Но пока в столице было радостно и солнечно. Еще не закончились объявленные дни траура по погибшим правителям соседних стран, но жизнь течет своим чередом, и народ выходил на улицы праздновать. Демьян с матушкой и придворными после тщательной проверки службой безопасности посетили службу в Храме всех богов — и жена его, медведица, спокойно стояла под правой его рукой, слушая слова молитвы. Потом он провел праздничный завтрак с главами линдов — в том числе с сыновьями опальных линдморов, ныне пребывающих в медвежьем обличье, выслушал просьбы и милостиво разрешил короткие встречи с заложницами и детьми. Заодно объявил о предстоящих свадьбах — гвардейцы к брачному наказу его величества отнеслись со всем рвением, и чуть ли не треть заложниц уходила замуж. Матушка, леди Редьяла, строго следила, чтобы все было добровольно.
Линдморы его решение выслушали спокойно.
— Сестры наши и дети отданы тебе, — сказал один из них, — ты вправе решать их судьбу. Мы же, если позволишь, просим возможности не оставлять их без поддержки рода на свадьбе и дать им полагающееся приданное.

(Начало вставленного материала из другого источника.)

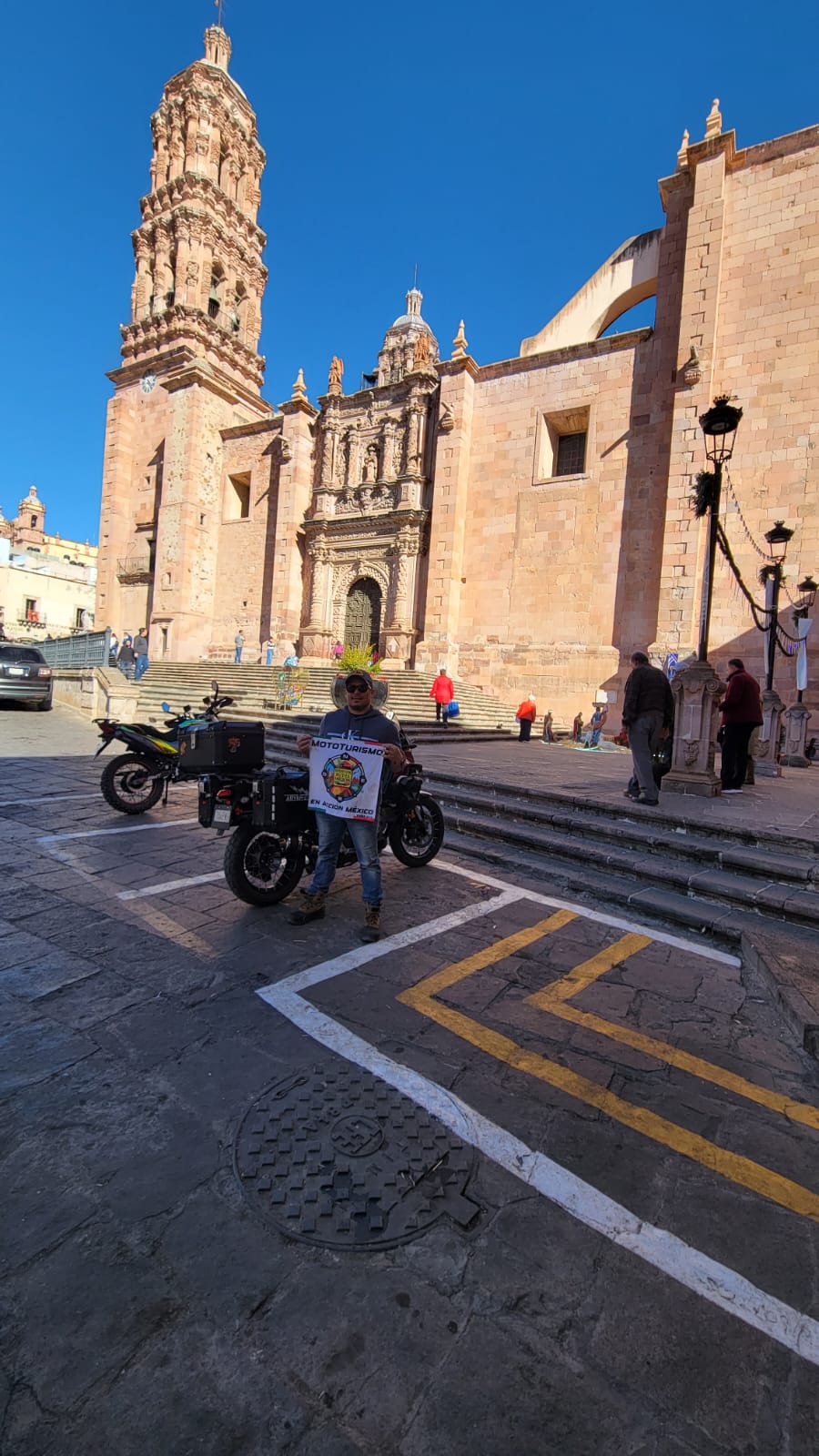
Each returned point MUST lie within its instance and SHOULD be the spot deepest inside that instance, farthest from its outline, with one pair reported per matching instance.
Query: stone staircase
(256, 691)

— Присутствовать родным на свадьбах позволю, — сухо согласился его величество, — как и встретиться невестам с матерями для наставления, но приданным девиц обеспечит мой дом. Раз я отец им теперь.
Оспорить слова короля не посмел никто.
Полина дремала в лесочке — утомившись от обилия людей и запахов вне замка, она с удовольствием сбежала в свой зеленый двор. Теперь Поля оборачивалась ежедневно, и могла почти час пробыть в человеческом обличье, а вот просыпалась всего на несколько минут — но все равно с каждым разом немного дольше, и Демьян знал, что раньше полудня оборота ждать не стоит. Вернется с празднования — скорее всего, найдет ее спящей уже в человеческом обличье. А там как повезет. Проснется или нет. Услышит его или нет.

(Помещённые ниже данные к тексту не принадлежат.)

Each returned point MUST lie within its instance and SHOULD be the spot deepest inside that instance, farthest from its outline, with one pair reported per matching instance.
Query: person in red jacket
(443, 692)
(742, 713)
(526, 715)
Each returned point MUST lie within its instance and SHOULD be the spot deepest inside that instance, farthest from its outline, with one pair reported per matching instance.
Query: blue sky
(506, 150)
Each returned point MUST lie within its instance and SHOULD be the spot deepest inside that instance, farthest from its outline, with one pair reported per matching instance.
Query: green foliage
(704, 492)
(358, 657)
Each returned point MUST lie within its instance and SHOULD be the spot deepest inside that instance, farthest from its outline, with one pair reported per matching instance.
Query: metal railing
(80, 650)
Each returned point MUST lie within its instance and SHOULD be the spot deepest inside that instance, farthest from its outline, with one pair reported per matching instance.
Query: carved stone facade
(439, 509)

На центральной площади Ренсинфорса перед замком нарастал гул и звуки музыки. Люди собирались на праздник и ждали короля. И его величество вышел из ворот замка в окружении старейшин и линдморов, под приветственные крики народа прошел к сцене и поздравил страну с Вершиной года. И никому, кроме магов и службы безопасности, не было известно, какие щиты укрывали его величество, как тщательно проверялось все вокруг. Затем поджег на центральной площади широкий соломенный круг, выложенный вокруг плетенного, украшенного игрушками и лентами Дома сезонов и символизирующий годовой ход солнца, легко перепрыгнул через стену огня — чтобы снять для супруги и матери пару украшений на счастье и удачу и вернулся обратно. За ним вслед начали прыгать и другие мужчины — как берманы, так и люди, и толпа шумела, ахала, аплодировала смельчакам. Где-то в стороне под звуки волынок и дудок уже начинались танцы — пусть официальные гуляния были отменены, люди принесли инструменты с собой. На площади пахло горячим ягодным вином, свежими ржаными сладкими лепешками и запечённым мясом, а его величество все поглядывал на солнце и на часы в стене здания городской администрации, и, наконец, поднял руку, прощаясь с народом и направился к замку.